Participants in Black Lives Matter protests have marked an all-too-common rite of passage for social justice movements in the U.S.—they’ve been systematically spied on by the federal government.
According to exclusive reporting from The Intercept published Friday afternoon, the U.S. Department of Homeland Security (DHS) has been monitoring and collecting data on the two-year-old movement since protests against racism and police brutality erupted in Ferguson, Missouri last summer.
“There’s a long history of the federal agencies…seeing black resistance organizations as a threat to national security.”

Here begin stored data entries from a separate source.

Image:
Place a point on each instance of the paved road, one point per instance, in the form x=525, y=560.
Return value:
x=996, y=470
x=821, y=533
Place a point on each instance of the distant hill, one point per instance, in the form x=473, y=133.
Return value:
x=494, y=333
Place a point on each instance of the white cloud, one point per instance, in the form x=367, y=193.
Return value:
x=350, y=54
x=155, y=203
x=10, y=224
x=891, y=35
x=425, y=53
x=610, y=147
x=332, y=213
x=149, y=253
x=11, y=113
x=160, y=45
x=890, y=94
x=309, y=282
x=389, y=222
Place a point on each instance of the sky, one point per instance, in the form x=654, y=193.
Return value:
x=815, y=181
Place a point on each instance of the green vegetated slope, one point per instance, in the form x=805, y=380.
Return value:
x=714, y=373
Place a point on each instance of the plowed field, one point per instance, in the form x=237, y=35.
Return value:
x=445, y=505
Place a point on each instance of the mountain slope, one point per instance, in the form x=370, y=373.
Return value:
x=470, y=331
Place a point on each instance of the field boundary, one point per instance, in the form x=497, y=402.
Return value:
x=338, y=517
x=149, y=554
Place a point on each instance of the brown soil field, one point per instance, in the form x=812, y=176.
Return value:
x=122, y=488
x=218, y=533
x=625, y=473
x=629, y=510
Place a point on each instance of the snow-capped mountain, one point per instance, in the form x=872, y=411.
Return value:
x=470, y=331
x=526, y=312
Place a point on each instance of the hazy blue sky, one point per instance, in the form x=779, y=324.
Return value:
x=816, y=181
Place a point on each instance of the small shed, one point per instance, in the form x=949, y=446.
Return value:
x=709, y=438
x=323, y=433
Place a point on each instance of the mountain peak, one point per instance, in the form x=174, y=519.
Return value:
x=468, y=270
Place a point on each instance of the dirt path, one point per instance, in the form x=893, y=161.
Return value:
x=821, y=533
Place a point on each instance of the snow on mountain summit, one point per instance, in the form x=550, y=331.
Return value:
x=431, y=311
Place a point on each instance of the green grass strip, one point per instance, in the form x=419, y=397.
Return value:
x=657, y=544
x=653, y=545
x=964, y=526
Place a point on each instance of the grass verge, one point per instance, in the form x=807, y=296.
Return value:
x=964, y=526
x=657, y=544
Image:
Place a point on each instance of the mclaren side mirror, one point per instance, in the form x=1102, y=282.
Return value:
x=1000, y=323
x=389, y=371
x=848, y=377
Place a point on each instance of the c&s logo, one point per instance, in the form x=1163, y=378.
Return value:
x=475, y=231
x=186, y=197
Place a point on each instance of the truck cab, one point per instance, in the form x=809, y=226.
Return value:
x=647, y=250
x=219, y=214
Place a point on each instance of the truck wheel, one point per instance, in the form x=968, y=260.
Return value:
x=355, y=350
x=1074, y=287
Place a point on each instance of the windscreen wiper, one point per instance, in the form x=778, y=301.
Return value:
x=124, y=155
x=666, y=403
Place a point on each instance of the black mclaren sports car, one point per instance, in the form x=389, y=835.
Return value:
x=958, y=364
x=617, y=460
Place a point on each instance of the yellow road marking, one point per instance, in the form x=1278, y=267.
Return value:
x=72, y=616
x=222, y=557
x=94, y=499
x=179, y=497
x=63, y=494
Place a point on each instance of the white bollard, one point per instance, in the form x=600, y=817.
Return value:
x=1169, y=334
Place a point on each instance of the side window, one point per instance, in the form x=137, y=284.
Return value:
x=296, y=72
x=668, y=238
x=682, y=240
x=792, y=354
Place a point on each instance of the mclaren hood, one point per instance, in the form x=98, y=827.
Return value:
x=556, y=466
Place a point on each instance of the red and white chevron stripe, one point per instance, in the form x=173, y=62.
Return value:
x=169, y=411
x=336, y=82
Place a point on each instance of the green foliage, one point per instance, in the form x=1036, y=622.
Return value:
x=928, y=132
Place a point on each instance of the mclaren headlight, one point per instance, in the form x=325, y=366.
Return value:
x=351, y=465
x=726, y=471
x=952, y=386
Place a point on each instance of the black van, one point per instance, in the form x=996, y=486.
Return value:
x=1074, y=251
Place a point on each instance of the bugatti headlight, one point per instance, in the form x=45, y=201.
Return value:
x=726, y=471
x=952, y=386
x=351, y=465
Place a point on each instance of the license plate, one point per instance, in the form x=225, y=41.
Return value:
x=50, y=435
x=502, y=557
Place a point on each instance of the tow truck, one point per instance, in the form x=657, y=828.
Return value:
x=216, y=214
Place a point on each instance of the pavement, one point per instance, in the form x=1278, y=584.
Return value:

The revelations are based on an analysis of hundreds of documents obtained by The Intercept through a Freedom of Information Act request. As journalist George Joseph reports, the cache of documents “indicate that the department frequently collects information, including location data, on Black Lives Matter activities from public social media accounts, including on Facebook, Twitter, and Vine, even for events expected to be peaceful. The reports confirm social media surveillance of the protest movement and ostensibly related events in the cities of Ferguson, Baltimore, Washington, DC, and New York.”
The documents—which Joseph notes “may well represent a small fraction of state surveillance against Black Lives Matter”—show that in some cases, DHS produced minute-by-minute reports on protesters’ movements in demonstrations and in other cases “planned surveillance of…seemingly innocuous events, two of which were associated with historically black neighborhoods.”